Butuh Rp 20 Triliun untuk Penyakit Jantung dan Kanker
Ikatan Dokter Indonesia (IDI) mencatat pada 2012 biaya yang dikeluarkan sekitar Rp20 triliun untuk penyakit Jantung dan Kanker. Kedua penyakit tersebut menjadi alasan utama masyarakat Indonesia yang berobat ke luar negeri.
DR. dr. Fathema Djan, SpBTKV Komisaris Utama sekaligus Dokter Bedah Thoraks Kardiovaskular, RS Jantung Jakarta menjelaskan, berdasarkan pengamatan bahwa dalam kurun waktu 27 tahun, cakupan layanan Jantung yang terdapat di rumah sakit di Indonesia memenuhi kurang dari 10% jumlah pasien jantung yang ada dan sekitar dua puluh ribuan pasien kelainan Jantung di Indonesia yang dapat tertampung di rumah sakit setiap tahunnya.

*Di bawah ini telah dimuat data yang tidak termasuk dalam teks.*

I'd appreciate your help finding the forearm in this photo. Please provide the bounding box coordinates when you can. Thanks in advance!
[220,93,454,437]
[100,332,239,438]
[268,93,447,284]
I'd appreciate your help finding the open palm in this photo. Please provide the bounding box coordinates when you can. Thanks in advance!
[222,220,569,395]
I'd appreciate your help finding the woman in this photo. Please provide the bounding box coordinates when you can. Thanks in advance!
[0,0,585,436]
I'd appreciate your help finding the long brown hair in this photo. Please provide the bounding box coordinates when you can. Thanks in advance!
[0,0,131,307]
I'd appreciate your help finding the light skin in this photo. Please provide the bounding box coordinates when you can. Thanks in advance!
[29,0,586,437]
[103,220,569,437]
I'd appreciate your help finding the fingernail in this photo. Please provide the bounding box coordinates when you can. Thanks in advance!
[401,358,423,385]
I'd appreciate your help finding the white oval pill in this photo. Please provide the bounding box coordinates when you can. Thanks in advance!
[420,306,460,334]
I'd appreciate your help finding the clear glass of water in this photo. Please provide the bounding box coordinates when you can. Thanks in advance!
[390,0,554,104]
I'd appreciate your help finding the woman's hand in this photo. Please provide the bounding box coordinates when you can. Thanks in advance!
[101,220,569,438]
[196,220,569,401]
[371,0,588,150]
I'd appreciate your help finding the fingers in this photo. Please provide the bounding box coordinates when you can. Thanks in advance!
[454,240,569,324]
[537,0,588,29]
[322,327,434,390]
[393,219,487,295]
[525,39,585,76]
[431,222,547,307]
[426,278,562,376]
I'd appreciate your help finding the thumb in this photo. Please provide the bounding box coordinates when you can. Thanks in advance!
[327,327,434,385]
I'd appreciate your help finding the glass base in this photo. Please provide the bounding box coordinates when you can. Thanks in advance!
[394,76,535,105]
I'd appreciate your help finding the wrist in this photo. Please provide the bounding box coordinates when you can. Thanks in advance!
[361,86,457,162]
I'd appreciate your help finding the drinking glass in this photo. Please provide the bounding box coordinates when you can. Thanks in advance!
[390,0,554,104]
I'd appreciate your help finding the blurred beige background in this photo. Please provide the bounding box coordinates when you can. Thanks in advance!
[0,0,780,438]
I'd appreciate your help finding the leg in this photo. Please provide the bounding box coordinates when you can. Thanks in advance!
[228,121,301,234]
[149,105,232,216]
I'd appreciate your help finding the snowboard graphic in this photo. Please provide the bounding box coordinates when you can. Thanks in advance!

“Sementara sisanya kemungkinan meninggal dunia sebelum sempat memperoleh pelayanan, tidak mampu secara ekonomi atau berobat ke rumah sakit luar negeri bagi kalangan kelas menengah ke atas.” tutur Dr dr Fathema, Senin (13/02/2017).
Melihat prediksi yang cukup memprihatinkan serta tingginya masyarakat Indonesia yang berobat ke luar negeri, pemerintah pun saat ini tak tinggal diam dan tengah gencar menggaungkan program Medical Tourism yang merangsang rumah sakit di Indonesia untuk berbenah dan meningkatkan pelayanan dan fasilitas kesehatan setara dengan rumah sakit yang ada di luar negeri.
DR. dr. Fathema Djan, SpBTKV menambahkan penyakit jantung merupakan penyakit yang sangat mematikan dan memiliki masa kritis atau dikenal sebagai Golden Time sekitar 2 jam yaitu waktu yang sangat berharga untuk penanganan penderita penyakit Jantung dan bila terlewat masa itu maka pasien biasanya tidak dapat tertolong. Berdasarkan kritikal penanganan kasus-kasus pasien penyakit Jantung ini lah maka kami mendesain rumah sakit ini dengan arsitektur yang dapat mengakomodir kebutuhan serta membantu mempertahankan Golden Time pasien dimana penanganan pasien yang terkena serangan Jantung menjadi efektif, efisien dan tepat guna. Pihaknya memliki konsep ’90 Minutes Door to Baloon’ yaitu pelayanan kegawat daruratan yang dimilikinya.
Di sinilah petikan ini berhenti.